The average insurance cost for someone with children is $13950.
The average insurance cost for someone with no children is $12366.
That is a $1584 difference.


## Which region has the highest average cost?

In [301]:
region_groups = {}

for index, row in insurance_data.items():
    region = row['region']
    if region not in region_groups:
        region_groups[region] = []
    region_groups[region].append(row)

region_avg_charges = {}
highest_region = None
highest_avg_region_charges = 0

for region, rows in region_groups.items():
    total_charges = 0
    for row in rows:
        total_charges += row['charges']
    average_charges = round(total_charges / len(rows))
    region_avg_charges[region] = average_charges

    if average_charges > highest_avg_region_charges:
        highest_avg_region_charges = average_charges
        highest_region = region

for region, average_charges in region_avg_charges.items():
    print(f"Average charges for {region}: {average_charges}")

print(f"The region with the highest average charges is {highest_region} with an average charge of {highest_avg_region_charges}")
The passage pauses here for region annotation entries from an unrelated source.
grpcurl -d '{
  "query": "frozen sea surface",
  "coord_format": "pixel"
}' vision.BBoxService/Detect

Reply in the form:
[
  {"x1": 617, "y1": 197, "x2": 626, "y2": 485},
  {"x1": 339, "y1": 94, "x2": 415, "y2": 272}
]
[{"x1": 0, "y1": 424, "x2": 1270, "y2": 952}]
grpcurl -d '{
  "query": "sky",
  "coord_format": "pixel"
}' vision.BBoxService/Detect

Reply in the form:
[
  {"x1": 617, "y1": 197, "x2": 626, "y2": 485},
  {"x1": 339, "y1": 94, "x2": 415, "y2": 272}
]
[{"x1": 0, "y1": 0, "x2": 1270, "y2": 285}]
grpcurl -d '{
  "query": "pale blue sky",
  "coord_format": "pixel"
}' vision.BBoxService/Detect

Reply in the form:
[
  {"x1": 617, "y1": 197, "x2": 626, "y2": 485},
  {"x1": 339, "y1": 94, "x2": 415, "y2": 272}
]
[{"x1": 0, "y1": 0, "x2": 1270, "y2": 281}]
Average charges for southwest: 12347
Average charges for southeast: 14735
Average charges for northwest: 12418
Average charges for northeast: 13406
The region with the highest average charges is southeast with an average charge of 14735


## What is the average cost for smokers vs non-smokers?

In [303]:
smokers = {}
nonsmokers = {}

for key, row in insurance_data.items():
    if row['smoker'] == 'yes':
        smokers[key] = row
    else:
        nonsmokers[key] = row

smokers_total_charges = 0
nonsmokers_total_charges = 0

for row in smokers.values():
    smokers_total_charges += row['charges']

for row in nonsmokers.values():
    nonsmokers_total_charges += row['charges']

smoker_avg_charges = round(smokers_total_charges / len(smokers))
nonsmoker_avg_charges = round(nonsmokers_total_charges / len(nonsmokers))

print(f'The average insurance cost for a smoker is ${smoker_avg_charges}.')
print(f'The average insurance cost for a non smoker is ${nonsmoker_avg_charges}.')
print(f'That is a ${smoker_avg_charges - nonsmoker_avg_charges} difference.')

The average insurance cost for a smoker is $32050.
The average insurance cost for a non smoker is $8434.
That is a $23616 difference.


## Which sex pays the most insurance cost on average?

In [305]:
sexes = {}

for index, row in insurance_data.items():
    sex = row['sex']
    if sex not in sexes:
        sexes[sex] = []
    sexes[sex].append(row)

sex_avg_charges = {}
highest_sex = None
highest_avg_sex_charges = 0

for sex, rows in sexes.items():
    total_charges = 0
    for row in rows:
        total_charges += row['charges']
    average_charges = round(total_charges / len(rows))
    sex_avg_charges[sex] = average_charges

    if average_charges > highest_avg_sex_charges:
        highest_avg_sex_charges = average_charges
        highest_sex = sex

for sex, average_charges in sex_avg_charges.items():
    print(f"Average charges for {sex}: ${average_charges}")

print(f"The sex with the highest average charges is {highest_sex}.")
print(f'The difference is ${sex_avg_charges['male'] - sex_avg_charges['female']}')

Average charges for female: $12570
Average charges for male: $13957
The sex with the highest average charges is male.
The difference is $1387